Y Satú hizo sonar las cuerdas de su arpa con una energía alegre y un ritmo vivo que el tímpano acentuó con golpes más rápidos; después de ese preludio, entonó un canto que celebraba los goces del vino, la ebriedad de los perfumes y el delirio de la danza.
Algunas de las mujeres que, sentadas en unos taburetes plegables en forma de cisnes azules cuyo cuello amarillo muerde las traviesas del asiento, o arrodilladas sobre almohadones escarlata rellenos de plumón de cardo, habían mantenido, bajo el influjo de la música de Satú, unas posturas de una languidez desesperada, se estremecieron, arrugaron la nariz para aspirar aquel ritmo mágico, se pusieron en pie y, movidas por un impulso irresistible, empezaron a bailar.
Envolvía sus cabelleras un tocado en forma de casco con una escotadura para las orejas, del que escapaban algunos rizos que azotaban sus mejillas morenas, enrojecidas muy pronto por el ardor de la danza. Grandes aros de oro se entrechocaban en sus cuellos, y a través de sus largas camisas de gasa, bordadas de perlas en el cuello, eran visibles sus cuerpos color de bronce que se agitaban con la flexibilidad de una culebra; se inclinaban, se arqueaban, movían sus caderas ceñidas por un estrecho cinturón, se doblaban, tomaban actitudes de equilibrio inestable, inclinaban la cabeza a derecha e izquierda como si encontraran un goce secreto en rozar con su mentón reluciente el hombro frío y desnudo, sacaban el pecho como las palomas, se arrodillaban y volvían a ponerse en pie, apretaban las manos contra su pecho o extendían blandamente los brazos que parecían batir las alas como los de Isis y Neftis, arrastraban las piernas, doblaban las pantorrillas contra el muslo, desplazaban sus ágiles pies con pequeños movimientos intermitentes, y seguían todas las ondulaciones de la música.

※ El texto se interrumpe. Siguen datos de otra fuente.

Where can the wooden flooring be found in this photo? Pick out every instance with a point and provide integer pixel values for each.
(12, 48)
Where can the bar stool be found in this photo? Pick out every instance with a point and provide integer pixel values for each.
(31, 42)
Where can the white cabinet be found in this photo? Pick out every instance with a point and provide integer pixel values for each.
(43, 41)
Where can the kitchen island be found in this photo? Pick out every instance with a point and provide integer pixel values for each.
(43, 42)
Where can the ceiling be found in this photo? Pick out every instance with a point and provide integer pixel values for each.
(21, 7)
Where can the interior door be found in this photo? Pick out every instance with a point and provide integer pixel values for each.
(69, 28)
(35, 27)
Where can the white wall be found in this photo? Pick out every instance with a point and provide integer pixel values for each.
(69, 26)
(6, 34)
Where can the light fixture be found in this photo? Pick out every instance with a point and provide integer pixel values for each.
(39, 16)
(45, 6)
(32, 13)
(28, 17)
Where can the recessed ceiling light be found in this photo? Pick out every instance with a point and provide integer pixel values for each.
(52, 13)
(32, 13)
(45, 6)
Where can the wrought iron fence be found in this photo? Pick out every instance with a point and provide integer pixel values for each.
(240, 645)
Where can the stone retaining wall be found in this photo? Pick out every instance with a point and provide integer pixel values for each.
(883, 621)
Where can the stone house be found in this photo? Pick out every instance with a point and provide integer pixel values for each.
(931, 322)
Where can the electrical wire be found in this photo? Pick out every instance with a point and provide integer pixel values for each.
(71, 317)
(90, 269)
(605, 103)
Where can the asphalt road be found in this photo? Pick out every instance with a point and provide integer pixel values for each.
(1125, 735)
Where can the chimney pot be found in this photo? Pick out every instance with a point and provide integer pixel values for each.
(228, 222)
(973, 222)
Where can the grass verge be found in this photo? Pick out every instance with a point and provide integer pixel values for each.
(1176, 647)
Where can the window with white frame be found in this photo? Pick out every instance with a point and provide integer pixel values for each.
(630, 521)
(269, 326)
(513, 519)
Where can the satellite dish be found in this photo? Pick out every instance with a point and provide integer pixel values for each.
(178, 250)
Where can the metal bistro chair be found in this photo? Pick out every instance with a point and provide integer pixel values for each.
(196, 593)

Las acompañantes, de pie junto al muro para dejar campo libre a las evoluciones de las bailarinas, marcaban el ritmo chascando los dedos y dando palmadas. Éstas estaban enteramente desnudas, sin más adorno que un brazalete de arcilla esmaltada; aquéllas, vestidas con un calzón ceñido sostenido por tirantes, llevaban como tocado algunas flores entrelazadas en el cabello. Era extraño y gracioso. Los capullos y las flores, suavemente agitados, exhalaban su perfume a través de la sala, y las jóvenes coronadas habrían podido ofrecer a los poetas felices motivos de comparación.
Pero Satú había exagerado el poder de su arte. El ritmo alegre pareció agravar la melancolía de Tahoser. Una lágrima resbaló por su bella mejilla, como una gota de agua del Nilo sobre el pétalo de un nenúfar, y, escondiendo la cabeza en el pecho de su acompañante favorita, que estaba recostada en el brazo del sillón de su ama, murmuró entre sollozos, con un gemido de paloma ahogada:
—¡Oh, mi pobre Nofré, qué triste y desgraciada me siento!